The dish is considered to be one of the oldest recorded desserts in Greek history. It is said that the pastries were even given to winning Olympians as a treat and were called honey tokens. Loukoumades, or loukmades in Cyprus, can be found throughout the streets of Greece, in shops selling nothing else but this caloric dessert.

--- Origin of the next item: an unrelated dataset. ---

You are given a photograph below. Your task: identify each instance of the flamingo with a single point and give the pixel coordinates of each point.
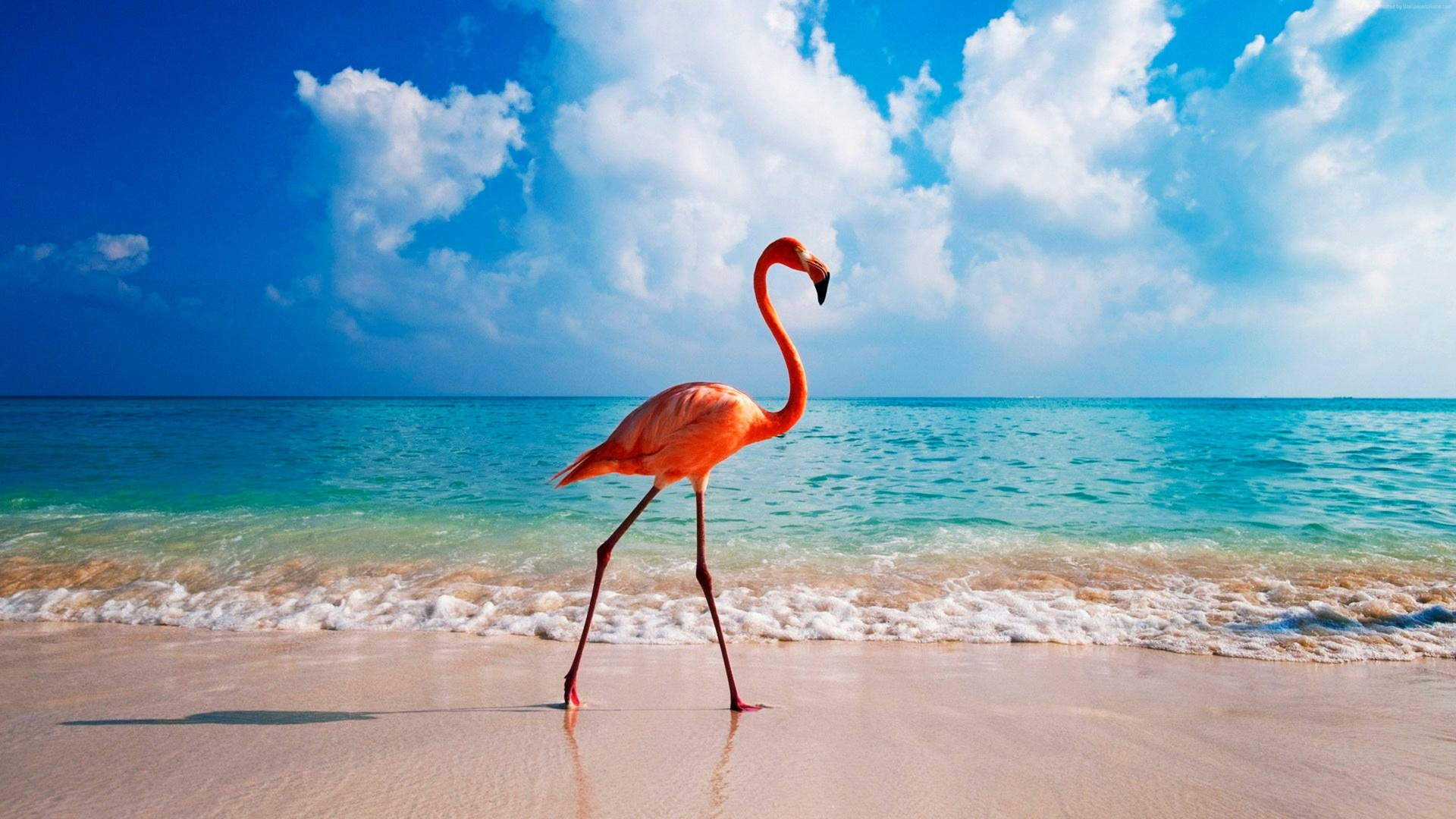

Alternatively, loukoumades can be topped with Greek cheese, chocolate, sesame seeds, or walnuts. In Turkey, lokma fritters are best enjoyed while still warm.  Read more

They are drizzled with honey or syrup and can occasionally be sprinkled with either ground cinnamon, walnuts, or pistachios. The name probably stems from from Arabic luqma, meaning bite or mouthful, and it is said that lokmas were first prepared in Turkey by the sultans' cooks in palaces of the Ottoman Empire, though the oldest documentation of a similar dish was even found in the tomb of Ramses IV.


In some Middle Eastern and Levant countries, this dessert is known as luqaimat or luqmat al-qadi, which roughly translates as judge's mouthful. The deep-fried balls are usually covered with date syrup, honey, or flavored syrups, while some prefer them sprinkled with various seeds.


They are also often flavored with saffron or cardamom. The dessert is traditionally made in the month of Ramadan, and consumed after iftar, or breaking the fast. The dish is also found in some African countries, where it appears under various names.